Before the pandemic, CMS reimbursed telemedicine only in healthcare shortage areas, and WVU Medicine’s hospitals were close enough to cities in neighboring states that they didn’t qualify.

WVU Medicine, however, wanted to offer specialty consults to its remote facilities — such as a 20-bed critical-access hospital in Keyser, W. Va., more than two hours from Pittsburgh and Washington, D.C. — so it began exploring alternative ways to subsidize the cost of telemedicine. “We were keeping people from going to the emergency department and saving that cost there,” says McAllister.

The health system chose a telemedicine platform integrated with its Epic electronic medical record system, so patients can initiate visits through their MyChart accounts. Physicians could use an iPad Pro device, or their desktop computer equipped with either a webcam or a monitor with an integrated camera; or they could use a cart. In fall 2019, WVU Medicine created two standardized telemedicine carts.

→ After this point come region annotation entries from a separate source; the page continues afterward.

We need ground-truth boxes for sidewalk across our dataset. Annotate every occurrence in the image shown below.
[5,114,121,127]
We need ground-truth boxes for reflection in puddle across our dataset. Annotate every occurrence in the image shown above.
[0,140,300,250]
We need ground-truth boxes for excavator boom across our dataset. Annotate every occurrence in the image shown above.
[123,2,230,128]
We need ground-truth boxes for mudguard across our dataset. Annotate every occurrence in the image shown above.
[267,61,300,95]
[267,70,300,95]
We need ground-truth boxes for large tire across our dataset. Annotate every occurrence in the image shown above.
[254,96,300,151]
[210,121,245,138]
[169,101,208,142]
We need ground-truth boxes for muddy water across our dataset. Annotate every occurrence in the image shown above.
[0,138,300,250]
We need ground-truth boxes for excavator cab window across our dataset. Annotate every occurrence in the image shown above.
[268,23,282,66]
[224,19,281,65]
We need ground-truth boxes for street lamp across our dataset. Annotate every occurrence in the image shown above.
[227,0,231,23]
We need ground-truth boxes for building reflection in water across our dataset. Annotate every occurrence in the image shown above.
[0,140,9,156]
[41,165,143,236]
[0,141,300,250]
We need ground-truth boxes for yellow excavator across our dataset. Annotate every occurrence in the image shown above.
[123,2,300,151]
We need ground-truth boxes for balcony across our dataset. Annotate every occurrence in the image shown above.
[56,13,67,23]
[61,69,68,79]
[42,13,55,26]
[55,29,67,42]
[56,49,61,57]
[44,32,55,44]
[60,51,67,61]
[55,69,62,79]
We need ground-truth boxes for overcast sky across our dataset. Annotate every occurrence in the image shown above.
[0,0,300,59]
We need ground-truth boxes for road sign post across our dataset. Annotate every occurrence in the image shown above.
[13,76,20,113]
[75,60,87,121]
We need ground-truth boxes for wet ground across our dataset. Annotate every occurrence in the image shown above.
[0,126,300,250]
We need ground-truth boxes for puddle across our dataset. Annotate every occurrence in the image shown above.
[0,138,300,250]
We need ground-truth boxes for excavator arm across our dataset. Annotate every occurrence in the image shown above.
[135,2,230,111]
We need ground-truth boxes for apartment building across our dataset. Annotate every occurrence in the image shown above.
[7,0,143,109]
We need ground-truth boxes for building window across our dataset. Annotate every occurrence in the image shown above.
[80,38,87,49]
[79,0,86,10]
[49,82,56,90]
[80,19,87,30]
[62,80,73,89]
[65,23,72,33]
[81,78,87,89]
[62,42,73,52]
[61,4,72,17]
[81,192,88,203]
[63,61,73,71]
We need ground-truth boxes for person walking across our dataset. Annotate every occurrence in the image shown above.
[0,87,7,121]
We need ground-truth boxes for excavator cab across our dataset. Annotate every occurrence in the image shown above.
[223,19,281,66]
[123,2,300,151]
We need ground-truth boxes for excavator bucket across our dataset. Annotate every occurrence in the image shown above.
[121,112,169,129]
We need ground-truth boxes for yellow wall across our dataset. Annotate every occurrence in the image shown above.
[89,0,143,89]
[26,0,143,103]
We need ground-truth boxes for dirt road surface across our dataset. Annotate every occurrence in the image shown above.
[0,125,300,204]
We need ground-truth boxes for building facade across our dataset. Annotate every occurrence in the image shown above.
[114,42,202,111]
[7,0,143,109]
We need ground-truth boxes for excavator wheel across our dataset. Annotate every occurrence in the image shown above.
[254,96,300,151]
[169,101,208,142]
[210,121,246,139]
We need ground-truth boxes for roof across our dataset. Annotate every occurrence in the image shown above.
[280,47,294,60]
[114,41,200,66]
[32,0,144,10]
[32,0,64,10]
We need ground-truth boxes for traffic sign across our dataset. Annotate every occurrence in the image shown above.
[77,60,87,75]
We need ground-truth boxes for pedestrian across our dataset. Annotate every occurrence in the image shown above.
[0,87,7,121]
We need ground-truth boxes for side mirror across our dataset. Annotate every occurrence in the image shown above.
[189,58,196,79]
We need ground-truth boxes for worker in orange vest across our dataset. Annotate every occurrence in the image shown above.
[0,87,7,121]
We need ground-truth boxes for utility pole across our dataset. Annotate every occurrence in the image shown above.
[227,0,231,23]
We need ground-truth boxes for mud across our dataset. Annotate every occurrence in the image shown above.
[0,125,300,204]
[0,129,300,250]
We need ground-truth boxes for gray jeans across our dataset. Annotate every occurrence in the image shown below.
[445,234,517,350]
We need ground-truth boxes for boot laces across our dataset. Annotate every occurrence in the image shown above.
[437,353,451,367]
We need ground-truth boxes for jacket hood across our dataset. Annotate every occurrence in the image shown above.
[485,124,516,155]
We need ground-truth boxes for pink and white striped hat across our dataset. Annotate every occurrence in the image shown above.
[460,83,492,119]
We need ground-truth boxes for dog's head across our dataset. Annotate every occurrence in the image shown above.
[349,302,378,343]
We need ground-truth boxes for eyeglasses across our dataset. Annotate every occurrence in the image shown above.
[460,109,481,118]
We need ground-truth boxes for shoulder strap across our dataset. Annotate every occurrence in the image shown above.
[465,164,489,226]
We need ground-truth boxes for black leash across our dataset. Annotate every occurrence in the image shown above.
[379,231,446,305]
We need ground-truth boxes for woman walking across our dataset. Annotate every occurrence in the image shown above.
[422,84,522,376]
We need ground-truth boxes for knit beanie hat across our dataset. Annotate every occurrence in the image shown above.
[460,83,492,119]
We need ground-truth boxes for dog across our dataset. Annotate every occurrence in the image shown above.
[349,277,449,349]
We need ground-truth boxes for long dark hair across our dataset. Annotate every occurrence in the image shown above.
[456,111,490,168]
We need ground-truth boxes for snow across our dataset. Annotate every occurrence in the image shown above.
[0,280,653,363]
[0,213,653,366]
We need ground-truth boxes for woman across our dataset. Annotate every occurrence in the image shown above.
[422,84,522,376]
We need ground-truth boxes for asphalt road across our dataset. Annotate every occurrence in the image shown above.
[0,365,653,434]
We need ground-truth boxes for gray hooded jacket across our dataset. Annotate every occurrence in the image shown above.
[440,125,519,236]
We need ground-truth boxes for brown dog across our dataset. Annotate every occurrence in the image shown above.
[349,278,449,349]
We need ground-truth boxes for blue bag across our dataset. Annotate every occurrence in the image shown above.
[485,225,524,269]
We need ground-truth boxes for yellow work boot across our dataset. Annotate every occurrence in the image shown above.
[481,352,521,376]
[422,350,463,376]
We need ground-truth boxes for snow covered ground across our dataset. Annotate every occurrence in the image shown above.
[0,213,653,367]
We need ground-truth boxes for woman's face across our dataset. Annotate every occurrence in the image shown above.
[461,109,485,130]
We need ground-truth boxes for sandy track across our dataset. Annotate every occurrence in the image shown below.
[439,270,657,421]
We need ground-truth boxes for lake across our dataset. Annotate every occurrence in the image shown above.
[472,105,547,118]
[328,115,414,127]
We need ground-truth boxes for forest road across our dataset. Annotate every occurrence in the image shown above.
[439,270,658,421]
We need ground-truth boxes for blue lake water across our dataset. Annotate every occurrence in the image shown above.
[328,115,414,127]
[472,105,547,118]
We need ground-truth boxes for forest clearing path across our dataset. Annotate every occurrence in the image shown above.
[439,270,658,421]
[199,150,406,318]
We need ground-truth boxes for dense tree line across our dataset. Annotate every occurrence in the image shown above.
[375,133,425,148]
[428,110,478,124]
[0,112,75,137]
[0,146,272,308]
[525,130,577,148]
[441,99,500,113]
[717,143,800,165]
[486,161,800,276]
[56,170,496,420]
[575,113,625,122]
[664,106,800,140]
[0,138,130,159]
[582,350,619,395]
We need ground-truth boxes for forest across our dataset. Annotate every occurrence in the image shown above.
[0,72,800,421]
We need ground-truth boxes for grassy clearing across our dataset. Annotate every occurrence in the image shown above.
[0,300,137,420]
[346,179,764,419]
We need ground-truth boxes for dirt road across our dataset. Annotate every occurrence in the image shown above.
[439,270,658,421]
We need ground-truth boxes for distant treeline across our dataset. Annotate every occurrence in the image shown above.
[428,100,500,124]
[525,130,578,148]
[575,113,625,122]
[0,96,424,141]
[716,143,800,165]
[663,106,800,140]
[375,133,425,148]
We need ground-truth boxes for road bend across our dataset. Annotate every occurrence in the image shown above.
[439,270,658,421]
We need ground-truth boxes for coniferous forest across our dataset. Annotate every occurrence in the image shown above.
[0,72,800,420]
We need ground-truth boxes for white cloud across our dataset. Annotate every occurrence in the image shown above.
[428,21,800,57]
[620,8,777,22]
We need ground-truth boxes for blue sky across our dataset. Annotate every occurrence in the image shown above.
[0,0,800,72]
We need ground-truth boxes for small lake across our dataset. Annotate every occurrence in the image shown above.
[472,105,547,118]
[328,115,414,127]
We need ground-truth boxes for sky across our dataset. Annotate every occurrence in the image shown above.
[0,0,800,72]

The first cart has a 12.9-inch iPad Pro with an optional Jabra Speak 510 speakerphone and mount. The second is a Capsa M38e powered cart and Lenovo ThinkCentre M920 PC equipped with a Jabra Speak 510 or 710 speakerphone and a Logitech PTZ Pro 2 camera and mount, Lenovo ThinkVision 24-inch monitor or Microsoft LifeCam. The carts also have digital otoscopes, dermatoscopes and stethoscopes.

The effect of the pandemic on rural healthcare organizations will continue to evolve, but for WVU Medicine, the plan is to maintain telemedicine as a valuable practice. “We’re hopeful for the future that we’ll not have to pull a lot of this back,” McAllister says.